After some AI-related stocks experienced sharp declines toward the end of last year, AI trading now appears more attractive compared to the "suffocating" highs seen in October. Notably, this pullback has occurred alongside continued strong underlying demand for computing power, tokens, and productivity enhancements.


Related topics, such as nuclear energy linked to AI-driven electricity demand, have also experienced significant price adjustments. These adjustments have improved the risk-return profiles for investors with a medium- to long-term perspective.


Future fiscal and monetary policy surprises will decrease.


One of the most important developments for the market is the gradual improvement in the U.S. fiscal position. Although the deficit remains high, its share of GDP has declined from the historic highs seen during the pandemic. This fiscal stabilization helps anchor long-term interest rates and reduces tail risks.

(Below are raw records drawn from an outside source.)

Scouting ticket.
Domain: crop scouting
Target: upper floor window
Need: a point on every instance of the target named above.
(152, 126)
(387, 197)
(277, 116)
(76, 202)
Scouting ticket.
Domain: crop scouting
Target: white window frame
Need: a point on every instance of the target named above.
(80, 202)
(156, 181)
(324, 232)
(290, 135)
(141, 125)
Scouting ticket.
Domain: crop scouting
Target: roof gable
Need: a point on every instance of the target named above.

Regarding interest rates, U.S. Treasury Secretary Scott Bessent's characterization of the current rate level as "normal" is significant. Markets should not expect aggressive or destabilizing short-term rate cuts by 2026. Instead, the outlook points toward policy stability, moderate adjustments, and fewer shocks. This is also one of the reasons why market expectations have become clearer.


Nuclear energy stocks experienced a pullback in the fourth quarter:


Source: Bloomberg Data as of December 31, 2025


The business development company is regaining attention.


Business Development Companies (BDCs) had a tough year in 2025, but this correction has created opportunities. With yields still attractive and credit concerns largely priced into the market, BDCs are more appealing now than they were a year ago.


The same applies to the managing companies behind them, such as Ares. The valuations of these companies are currently becoming more reasonable in comparison to their long-term profitability and past performance.


Gold as a Global Monetary Asset


Driven by the demand from central banks and the global economy's gradual move away from U.S. dollar dominance, gold is continuing to re-emerge as a leading global currency. Although from a technical perspective, gold prices appear to be overextended, VanEck views this pullback as a good opportunity to accumulate more. Its structural advantages remain intact.


Gold prices are above the support level, but demand remains strong:


Source: Bloomberg Data as of December 31, 2025


Investment Opportunities in India and Cryptocurrency


In addition to the U.S. market, India remains a highly potential long-term investment destination, driven by its structural reforms and sustained growth momentum.


In the cryptocurrency space, Bitcoin's traditional four-year cycle was disrupted in 2025, complicating short-term signals. This divergence supports a more cautious short-term outlook for the next 3 to 6 months. However, this view is not universally shared within VanEck, as Matthew Sigel and David Schassler hold a more positive outlook on the recent cycle.